The plaintiff in Biederman v. Mitsubishi Credit, 332 N.Y.Super. 583, 753 A.2d 1251 (2000), relied on the elements set forth in Henry V. Vacarro Construction Co., to establish a claim for slander of credit alleging that the premature termination of her car lease negatively affected her credit. Assessing the validity of the slander of credit claim, the court stated, "[i]n order to prevail on a defamation claim, the [p]laintiff must prove that there was a defamatory statement of fact concerning [p]laintiff made by [the defendant] which was false. Also, this statement must have been communicated to a person or persons other than [p]laintiff with actual knowledge by [the defendant] that the statement was false, or with reckless disregard of the statement's truth or falsity, or with negligence in failing to determine the falsity of the statement." After acknowledging the basic requirements of a defamation action, the court then recognized that the plaintiff has set forth an alternative set of criteria, relying upon the amorphous category of business defamation torts recognized in Henry V. Vacarra Construction Co. The court did not address which set of criteria would apply to a slander of credit action, but instead granted summary judgment after finding, in favor of the defendant, that a material issue of fact does not exist concerning the falsity of the defendant's statement. As previously stated, Connecticut has not specifically recognized slander of credit to be a valid cause of action. Even if this court followed the same path as jurisdictions that allow recovery for defamatory statements that ultimately affect a party's credit, without recognizing a distinct cause of action for slander of credit, the plaintiff has not alleged legally sufficient facts to support a cause of action of slander or oral defamation under Connecticut law.

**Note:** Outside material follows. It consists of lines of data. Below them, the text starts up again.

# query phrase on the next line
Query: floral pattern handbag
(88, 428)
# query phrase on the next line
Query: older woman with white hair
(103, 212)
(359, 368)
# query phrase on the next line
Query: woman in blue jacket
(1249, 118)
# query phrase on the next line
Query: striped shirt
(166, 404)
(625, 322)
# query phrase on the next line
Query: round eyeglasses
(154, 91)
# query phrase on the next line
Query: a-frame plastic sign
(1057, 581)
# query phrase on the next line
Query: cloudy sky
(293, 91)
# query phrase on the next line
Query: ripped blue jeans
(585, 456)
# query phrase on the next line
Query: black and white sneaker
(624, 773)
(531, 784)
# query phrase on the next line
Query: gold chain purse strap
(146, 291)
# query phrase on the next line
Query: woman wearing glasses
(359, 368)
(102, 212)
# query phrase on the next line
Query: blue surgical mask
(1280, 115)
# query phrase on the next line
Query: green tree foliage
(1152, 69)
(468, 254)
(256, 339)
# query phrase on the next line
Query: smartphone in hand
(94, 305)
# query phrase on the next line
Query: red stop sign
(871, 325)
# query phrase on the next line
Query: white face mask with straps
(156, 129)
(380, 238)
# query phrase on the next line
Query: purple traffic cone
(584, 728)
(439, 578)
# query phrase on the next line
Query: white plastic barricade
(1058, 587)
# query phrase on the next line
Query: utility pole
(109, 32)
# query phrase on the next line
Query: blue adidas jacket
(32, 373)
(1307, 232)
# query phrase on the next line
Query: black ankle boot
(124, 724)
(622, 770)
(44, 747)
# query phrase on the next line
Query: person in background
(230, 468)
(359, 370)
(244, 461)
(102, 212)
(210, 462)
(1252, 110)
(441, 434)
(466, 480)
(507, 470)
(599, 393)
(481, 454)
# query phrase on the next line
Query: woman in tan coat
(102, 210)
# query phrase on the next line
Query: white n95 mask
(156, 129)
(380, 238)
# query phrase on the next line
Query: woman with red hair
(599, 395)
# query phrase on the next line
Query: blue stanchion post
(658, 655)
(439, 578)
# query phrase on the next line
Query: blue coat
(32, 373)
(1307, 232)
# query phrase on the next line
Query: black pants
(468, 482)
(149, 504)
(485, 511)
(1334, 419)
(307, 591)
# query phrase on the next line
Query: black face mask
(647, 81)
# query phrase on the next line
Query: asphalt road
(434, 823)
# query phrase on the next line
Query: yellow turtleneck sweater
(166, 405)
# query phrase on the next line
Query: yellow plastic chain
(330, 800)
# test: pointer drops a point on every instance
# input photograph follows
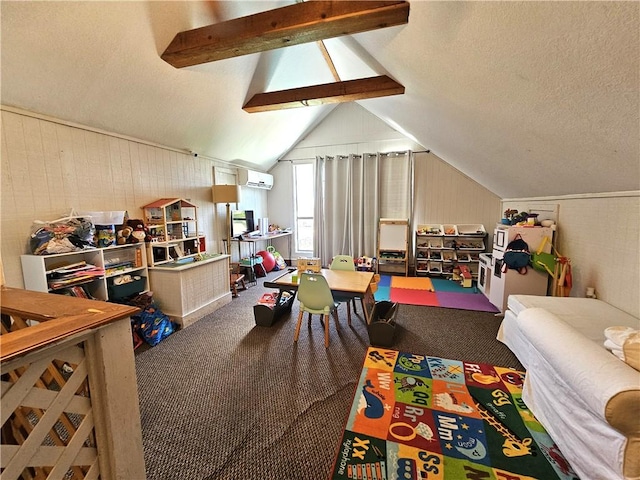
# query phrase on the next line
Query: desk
(190, 291)
(269, 237)
(345, 283)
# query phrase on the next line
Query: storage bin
(450, 230)
(265, 315)
(429, 229)
(472, 229)
(383, 325)
(126, 289)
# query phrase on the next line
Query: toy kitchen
(497, 282)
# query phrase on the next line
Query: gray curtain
(352, 193)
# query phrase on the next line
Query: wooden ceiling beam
(282, 27)
(347, 91)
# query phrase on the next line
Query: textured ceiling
(527, 98)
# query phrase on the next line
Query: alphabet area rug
(420, 417)
(432, 292)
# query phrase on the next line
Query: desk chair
(315, 296)
(236, 279)
(345, 262)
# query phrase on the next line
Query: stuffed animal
(140, 232)
(124, 235)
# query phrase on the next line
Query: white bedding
(587, 315)
(569, 380)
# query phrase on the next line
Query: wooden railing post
(114, 395)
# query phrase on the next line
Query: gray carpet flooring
(225, 399)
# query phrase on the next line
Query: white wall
(49, 168)
(601, 235)
(349, 128)
(442, 194)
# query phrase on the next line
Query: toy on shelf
(366, 264)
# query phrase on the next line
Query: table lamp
(226, 194)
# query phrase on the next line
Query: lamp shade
(226, 193)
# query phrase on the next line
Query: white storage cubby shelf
(440, 248)
(173, 227)
(50, 273)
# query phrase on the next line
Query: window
(304, 206)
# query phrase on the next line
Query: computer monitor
(241, 222)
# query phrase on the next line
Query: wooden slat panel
(282, 27)
(348, 91)
(46, 456)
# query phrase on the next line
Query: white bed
(587, 399)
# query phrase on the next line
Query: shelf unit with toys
(439, 249)
(173, 227)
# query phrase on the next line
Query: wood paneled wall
(49, 168)
(601, 235)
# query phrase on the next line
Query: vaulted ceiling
(527, 98)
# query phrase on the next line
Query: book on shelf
(75, 291)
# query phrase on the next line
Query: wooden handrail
(60, 317)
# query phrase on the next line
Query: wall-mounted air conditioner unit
(251, 178)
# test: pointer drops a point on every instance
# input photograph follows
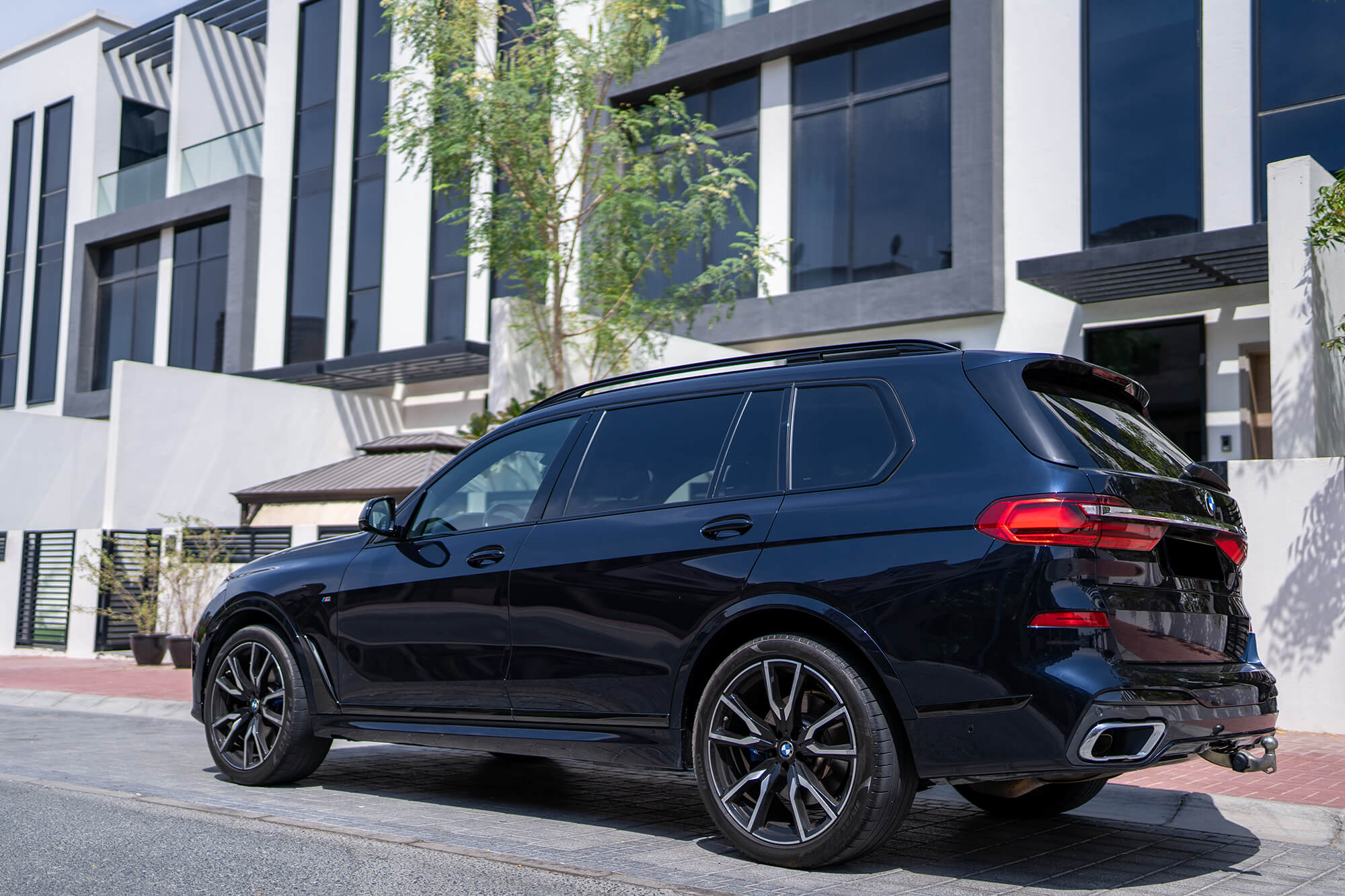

Recently, the Connecticut Supreme Court set forth the basic requirements of defamation. "To establish a prima facie case of defamation, the plaintiff must demonstrate that: (1) the defendant published a defamatory statement; (2) the defamatory statement identified the plaintiff to a third person; (3) the defamatory statement was published to a third person; and (4) the plaintiff's reputation suffered injury as a result of the statement." (Internal quotation marks omitted.) Cwelinsky v. Mobil Chemical Co., 267 Conn. 210, 217, 837 A.2d 759 (2004). "A defamatory statement is defined as a communication that tends to harm the reputation of another as to lower him in the estimation of the community or to deter third persons from associating or dealing with him." (Internal quotation marks omitted.) Id. In the present case, the plaintiff has not alleged any facts to support a finding that a defamatory statement was made by the defendant to a third person. The only false statement made by the defendant was the misrepresentation of income on the credit application. While false, this is not a negative statement intended to harm the plaintiff's reputation, and, therefore, is not defamatory.
For the reasons set forth above, the motion to strike the second count of the complaint, alleging slander of credit, is granted.